Fawning can be exhausting. It leads people to prioritize others’ wants over their own needs. We may start feeling lost or disconnected from ourselves. Over time, a person’s sense of identity can become wrapped up in fearful caretaking rather than personal values. Acts that might look like kindness from the outside are often driven by fear rather than generosity. This can bring with it feelings of shame for not speaking up, or guilt, as if we have never done enough.
Kindness vs Fawning
Kindness and fawning can look similar on the surface, but they come from very different places internally. Kindness is usually a choice. It is flexible, values-driven, and does not require the self to disappear in order to keep the relationship intact. Fawning, by contrast, is often driven by fear rather than generosity. It tends to feel urgent, automatic, and difficult to interrupt, and is frequently accompanied by anxiety, guilt, or a sense that saying no would be dangerous or catastrophic. A helpful way to tell the difference is for us to notice what happens in our body and mind. If we feel grounded, free to change our mind, and able to tolerate disappointment or disagreement, we are likely acting from kindness. If we feel compelled, tense, or responsible for managing someone else’s emotions at the expense of our own needs, the response may be fawning rather than care.
Fawning is most likely to develop in the context of relational trauma, particularly physical, emotional, or sexual abuse.

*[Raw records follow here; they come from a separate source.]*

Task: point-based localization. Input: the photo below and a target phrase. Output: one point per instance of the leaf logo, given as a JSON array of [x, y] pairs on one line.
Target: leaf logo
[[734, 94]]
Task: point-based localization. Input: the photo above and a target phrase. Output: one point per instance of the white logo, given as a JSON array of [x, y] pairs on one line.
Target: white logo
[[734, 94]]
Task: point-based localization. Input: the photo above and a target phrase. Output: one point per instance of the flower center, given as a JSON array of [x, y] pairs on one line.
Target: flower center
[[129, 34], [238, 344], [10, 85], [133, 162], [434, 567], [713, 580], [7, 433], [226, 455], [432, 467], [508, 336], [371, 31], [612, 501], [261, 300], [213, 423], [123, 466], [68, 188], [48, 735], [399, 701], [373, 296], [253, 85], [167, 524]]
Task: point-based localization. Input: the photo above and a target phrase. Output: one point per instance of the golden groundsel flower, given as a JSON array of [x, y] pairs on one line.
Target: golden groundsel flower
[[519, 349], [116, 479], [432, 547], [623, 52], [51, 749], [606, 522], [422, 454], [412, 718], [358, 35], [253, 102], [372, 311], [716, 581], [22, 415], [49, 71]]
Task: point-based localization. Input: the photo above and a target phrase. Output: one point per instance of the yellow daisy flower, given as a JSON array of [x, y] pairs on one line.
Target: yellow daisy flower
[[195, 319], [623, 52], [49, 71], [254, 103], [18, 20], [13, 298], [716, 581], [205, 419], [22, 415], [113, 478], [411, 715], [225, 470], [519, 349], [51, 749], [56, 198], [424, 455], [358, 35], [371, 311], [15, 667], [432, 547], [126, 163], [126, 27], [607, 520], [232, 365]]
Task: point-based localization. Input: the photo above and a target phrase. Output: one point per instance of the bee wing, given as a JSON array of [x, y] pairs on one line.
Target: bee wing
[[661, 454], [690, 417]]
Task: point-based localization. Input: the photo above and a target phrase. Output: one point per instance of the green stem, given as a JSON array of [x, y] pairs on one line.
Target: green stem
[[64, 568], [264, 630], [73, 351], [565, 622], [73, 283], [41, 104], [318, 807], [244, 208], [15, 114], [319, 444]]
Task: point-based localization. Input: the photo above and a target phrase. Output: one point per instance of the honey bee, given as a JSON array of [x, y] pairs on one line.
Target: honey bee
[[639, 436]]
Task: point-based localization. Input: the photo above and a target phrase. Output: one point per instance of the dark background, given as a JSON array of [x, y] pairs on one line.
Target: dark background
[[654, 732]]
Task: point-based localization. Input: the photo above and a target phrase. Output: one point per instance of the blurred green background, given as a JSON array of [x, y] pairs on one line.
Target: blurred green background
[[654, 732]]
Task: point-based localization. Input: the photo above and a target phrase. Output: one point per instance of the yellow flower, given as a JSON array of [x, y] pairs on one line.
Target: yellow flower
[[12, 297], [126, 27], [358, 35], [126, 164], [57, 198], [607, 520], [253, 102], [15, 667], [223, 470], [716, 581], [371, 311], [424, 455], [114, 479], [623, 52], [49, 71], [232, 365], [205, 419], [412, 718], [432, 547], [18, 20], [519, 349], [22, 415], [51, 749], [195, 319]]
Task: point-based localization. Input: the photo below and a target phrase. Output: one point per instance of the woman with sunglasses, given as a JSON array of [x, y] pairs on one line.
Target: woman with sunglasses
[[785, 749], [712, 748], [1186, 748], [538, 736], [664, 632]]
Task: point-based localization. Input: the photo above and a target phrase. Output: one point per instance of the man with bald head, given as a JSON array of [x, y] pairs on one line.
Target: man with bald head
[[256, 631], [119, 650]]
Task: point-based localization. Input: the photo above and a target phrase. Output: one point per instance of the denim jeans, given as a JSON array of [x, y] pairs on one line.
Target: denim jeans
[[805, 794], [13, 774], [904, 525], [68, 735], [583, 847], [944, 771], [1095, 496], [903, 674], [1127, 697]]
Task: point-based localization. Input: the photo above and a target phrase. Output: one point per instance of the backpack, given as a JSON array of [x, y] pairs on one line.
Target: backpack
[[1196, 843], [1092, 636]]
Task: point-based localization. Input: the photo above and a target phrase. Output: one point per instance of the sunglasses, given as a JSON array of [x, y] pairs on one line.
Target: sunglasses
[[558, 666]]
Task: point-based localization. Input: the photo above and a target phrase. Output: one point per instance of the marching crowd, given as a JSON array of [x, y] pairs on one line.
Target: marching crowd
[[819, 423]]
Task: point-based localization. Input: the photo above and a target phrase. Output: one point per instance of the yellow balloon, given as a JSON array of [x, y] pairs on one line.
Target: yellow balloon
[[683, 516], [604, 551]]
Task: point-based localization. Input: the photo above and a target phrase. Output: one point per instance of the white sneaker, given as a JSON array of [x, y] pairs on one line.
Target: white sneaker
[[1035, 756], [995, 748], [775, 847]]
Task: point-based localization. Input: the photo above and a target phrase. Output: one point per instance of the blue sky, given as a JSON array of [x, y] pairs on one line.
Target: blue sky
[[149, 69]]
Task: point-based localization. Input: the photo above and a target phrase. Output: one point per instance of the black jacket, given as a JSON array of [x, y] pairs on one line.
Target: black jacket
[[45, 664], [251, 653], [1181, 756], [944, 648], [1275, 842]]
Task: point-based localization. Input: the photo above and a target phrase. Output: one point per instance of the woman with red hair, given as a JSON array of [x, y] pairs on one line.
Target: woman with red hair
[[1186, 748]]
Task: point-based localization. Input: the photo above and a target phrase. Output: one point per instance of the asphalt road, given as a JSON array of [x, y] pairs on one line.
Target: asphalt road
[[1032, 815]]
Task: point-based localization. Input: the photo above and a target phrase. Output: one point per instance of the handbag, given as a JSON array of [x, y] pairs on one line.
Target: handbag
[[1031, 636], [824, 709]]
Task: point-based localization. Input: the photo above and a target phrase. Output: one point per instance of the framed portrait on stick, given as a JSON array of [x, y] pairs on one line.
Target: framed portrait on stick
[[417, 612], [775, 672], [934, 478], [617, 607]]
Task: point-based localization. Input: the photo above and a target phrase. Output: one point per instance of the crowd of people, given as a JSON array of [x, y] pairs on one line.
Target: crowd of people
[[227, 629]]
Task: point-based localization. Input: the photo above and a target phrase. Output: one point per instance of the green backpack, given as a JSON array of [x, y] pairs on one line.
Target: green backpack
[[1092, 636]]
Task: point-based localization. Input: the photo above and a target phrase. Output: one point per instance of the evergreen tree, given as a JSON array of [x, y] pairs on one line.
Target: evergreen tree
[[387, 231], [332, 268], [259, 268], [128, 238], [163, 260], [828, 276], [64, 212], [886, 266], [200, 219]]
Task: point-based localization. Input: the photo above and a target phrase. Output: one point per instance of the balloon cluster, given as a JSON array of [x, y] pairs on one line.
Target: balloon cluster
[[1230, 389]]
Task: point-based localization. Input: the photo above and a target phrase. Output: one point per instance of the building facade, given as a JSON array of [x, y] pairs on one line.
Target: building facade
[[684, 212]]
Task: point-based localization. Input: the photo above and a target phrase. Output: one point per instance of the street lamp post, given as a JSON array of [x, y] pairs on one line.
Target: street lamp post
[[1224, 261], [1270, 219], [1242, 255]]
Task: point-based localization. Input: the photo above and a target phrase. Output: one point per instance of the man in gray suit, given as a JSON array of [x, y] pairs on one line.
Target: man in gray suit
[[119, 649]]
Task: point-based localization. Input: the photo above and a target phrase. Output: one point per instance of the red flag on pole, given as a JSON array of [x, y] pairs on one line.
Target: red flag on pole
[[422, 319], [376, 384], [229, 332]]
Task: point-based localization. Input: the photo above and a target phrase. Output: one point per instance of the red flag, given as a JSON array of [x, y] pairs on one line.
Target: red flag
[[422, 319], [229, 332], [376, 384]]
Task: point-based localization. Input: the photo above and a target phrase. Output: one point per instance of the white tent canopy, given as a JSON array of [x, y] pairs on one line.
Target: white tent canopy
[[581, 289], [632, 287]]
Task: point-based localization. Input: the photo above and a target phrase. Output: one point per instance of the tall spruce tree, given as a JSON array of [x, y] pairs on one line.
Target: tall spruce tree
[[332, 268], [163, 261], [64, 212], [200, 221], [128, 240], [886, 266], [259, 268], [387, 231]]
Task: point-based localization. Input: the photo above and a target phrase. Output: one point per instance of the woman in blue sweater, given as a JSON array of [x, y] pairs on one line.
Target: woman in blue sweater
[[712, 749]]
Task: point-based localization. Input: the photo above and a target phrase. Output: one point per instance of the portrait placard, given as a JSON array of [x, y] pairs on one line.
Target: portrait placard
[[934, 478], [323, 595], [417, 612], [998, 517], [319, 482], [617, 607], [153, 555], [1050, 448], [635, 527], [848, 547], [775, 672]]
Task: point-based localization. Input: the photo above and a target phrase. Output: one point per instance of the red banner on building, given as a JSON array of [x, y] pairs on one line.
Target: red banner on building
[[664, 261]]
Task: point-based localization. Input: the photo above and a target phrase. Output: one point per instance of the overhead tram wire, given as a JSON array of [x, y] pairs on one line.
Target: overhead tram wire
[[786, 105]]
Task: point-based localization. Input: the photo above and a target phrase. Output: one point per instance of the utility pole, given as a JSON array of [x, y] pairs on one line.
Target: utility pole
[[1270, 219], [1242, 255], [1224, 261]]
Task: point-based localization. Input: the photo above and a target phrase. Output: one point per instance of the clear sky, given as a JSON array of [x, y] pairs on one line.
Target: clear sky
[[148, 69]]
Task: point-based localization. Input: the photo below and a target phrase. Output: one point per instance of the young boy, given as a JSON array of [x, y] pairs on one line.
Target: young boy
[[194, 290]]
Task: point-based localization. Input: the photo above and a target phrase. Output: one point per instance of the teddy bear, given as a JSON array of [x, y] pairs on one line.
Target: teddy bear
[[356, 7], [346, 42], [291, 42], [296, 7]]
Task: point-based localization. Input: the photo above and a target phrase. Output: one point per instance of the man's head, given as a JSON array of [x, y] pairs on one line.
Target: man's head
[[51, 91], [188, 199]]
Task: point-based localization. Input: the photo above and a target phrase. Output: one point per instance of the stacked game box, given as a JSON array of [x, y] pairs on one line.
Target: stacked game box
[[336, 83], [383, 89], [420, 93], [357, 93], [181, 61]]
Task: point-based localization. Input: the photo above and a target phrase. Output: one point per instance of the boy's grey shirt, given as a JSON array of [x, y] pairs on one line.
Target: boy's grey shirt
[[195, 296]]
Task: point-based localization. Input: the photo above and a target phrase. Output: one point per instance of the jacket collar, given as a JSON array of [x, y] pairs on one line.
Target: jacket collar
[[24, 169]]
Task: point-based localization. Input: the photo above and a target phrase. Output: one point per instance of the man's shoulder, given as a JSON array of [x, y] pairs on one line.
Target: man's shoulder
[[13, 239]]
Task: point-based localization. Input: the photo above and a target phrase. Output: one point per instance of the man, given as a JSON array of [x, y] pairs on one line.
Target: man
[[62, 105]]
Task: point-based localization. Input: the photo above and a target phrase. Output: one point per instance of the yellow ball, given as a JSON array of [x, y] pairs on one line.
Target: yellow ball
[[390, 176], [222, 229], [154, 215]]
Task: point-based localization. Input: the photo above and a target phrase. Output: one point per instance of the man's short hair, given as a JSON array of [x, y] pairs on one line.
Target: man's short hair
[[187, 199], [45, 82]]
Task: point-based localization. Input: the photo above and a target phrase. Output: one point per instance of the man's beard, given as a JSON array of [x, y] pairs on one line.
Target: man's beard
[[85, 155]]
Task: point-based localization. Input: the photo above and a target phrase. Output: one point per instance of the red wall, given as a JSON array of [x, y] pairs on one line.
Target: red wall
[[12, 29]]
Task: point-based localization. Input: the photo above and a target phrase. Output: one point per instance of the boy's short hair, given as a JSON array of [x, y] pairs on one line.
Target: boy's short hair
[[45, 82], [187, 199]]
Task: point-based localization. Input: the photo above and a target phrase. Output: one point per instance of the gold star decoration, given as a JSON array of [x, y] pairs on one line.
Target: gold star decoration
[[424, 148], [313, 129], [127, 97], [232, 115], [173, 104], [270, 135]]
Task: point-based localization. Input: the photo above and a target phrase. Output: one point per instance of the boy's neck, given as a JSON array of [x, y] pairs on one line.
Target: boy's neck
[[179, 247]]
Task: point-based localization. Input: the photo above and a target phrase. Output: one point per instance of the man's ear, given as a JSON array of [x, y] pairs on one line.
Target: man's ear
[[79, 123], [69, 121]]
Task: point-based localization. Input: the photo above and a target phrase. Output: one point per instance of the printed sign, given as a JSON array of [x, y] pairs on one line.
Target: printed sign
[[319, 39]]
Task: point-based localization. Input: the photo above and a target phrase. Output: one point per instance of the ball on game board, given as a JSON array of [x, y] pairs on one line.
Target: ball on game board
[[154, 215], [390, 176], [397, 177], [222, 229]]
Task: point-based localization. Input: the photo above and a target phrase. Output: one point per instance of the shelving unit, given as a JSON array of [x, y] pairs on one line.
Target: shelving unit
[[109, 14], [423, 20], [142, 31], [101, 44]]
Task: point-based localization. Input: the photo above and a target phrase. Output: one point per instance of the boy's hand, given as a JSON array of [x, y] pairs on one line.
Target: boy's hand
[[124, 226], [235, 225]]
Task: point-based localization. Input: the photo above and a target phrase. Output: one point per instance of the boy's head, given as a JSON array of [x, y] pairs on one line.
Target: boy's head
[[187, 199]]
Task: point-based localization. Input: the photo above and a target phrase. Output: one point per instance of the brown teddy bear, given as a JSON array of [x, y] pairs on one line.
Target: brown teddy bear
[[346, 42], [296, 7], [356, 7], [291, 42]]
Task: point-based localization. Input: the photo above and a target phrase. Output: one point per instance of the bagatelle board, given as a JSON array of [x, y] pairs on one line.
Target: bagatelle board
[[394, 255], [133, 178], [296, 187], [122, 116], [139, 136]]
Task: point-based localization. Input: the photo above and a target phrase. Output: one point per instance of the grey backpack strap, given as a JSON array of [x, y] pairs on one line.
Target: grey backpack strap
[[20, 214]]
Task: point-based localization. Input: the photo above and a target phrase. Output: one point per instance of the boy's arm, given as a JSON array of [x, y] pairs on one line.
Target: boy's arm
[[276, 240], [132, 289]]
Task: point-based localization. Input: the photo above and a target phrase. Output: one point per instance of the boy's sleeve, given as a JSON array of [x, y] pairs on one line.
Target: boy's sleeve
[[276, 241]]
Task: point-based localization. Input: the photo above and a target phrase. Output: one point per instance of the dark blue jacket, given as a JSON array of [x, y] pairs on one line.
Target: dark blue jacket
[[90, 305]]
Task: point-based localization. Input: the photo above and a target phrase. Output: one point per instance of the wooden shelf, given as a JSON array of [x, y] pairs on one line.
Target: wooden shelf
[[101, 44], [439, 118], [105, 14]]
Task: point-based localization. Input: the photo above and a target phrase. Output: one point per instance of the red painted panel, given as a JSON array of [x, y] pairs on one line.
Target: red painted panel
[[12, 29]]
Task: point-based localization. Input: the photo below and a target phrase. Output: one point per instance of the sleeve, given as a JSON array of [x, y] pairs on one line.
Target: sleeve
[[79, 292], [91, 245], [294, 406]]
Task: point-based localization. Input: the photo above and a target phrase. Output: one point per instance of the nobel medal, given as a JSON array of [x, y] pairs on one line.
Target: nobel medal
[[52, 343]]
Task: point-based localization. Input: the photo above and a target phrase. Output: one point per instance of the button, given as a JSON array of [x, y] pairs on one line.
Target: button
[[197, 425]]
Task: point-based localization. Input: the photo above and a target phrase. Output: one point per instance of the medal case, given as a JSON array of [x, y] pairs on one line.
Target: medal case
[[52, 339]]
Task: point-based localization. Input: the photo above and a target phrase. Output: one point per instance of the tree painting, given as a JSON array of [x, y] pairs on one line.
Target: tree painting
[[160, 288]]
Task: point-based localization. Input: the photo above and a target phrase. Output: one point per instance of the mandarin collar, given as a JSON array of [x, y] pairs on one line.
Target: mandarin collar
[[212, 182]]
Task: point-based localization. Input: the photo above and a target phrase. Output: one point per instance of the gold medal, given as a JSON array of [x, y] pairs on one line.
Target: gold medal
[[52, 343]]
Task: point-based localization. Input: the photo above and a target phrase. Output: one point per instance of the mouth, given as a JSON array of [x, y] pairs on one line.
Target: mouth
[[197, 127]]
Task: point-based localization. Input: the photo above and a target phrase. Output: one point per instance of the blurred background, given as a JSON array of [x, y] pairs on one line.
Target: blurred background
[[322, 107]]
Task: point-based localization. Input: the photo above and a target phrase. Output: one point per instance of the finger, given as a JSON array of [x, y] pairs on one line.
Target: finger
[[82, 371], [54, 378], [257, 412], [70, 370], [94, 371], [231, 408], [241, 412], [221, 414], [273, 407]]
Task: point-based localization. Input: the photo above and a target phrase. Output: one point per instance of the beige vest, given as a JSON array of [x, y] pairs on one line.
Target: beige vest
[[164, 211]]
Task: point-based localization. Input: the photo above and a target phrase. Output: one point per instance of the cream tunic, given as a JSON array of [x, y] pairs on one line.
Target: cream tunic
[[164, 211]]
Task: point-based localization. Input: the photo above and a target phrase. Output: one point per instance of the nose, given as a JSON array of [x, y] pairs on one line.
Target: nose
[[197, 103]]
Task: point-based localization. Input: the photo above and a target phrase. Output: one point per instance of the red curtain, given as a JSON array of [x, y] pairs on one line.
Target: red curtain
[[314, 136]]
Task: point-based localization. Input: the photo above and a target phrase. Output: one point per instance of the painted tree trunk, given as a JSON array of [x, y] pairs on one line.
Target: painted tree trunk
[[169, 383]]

It is especially common when harm occurs in childhood or is repeated over long periods of time, where appeasing others may have been necessary for safety or survival. In these environments, the nervous system learns that connection depends on compliance and that conflict carries risk. What begins as an intelligent adaptation can quietly become a default way of relating, even when the original danger is no longer present.
Emotional abuse can be especially difficult to recognize, both while it is happening and after it has ended. Sometimes the patterns of criticism, neglect, manipulation, or control can slowly erode a person’s sense of reality and self-trust. Over time, the person may come to doubt their own perceptions, feelings, or needs. Because the harm is relational rather than overt, it is often minimized or misunderstood by both victims and outsiders. This kind of chronic emotional instability can strongly reinforce appeasement as a survival strategy.
For people who fawn, the goal is rarely approval or closeness. More often, it is safety. What begins as a way to survive difficult relationships can slowly shape how a person relates to others and to themselves. Naming fawning does not change it overnight, but it does clarify what is happening and why it once made sense. And this may be the start of the journey of healing.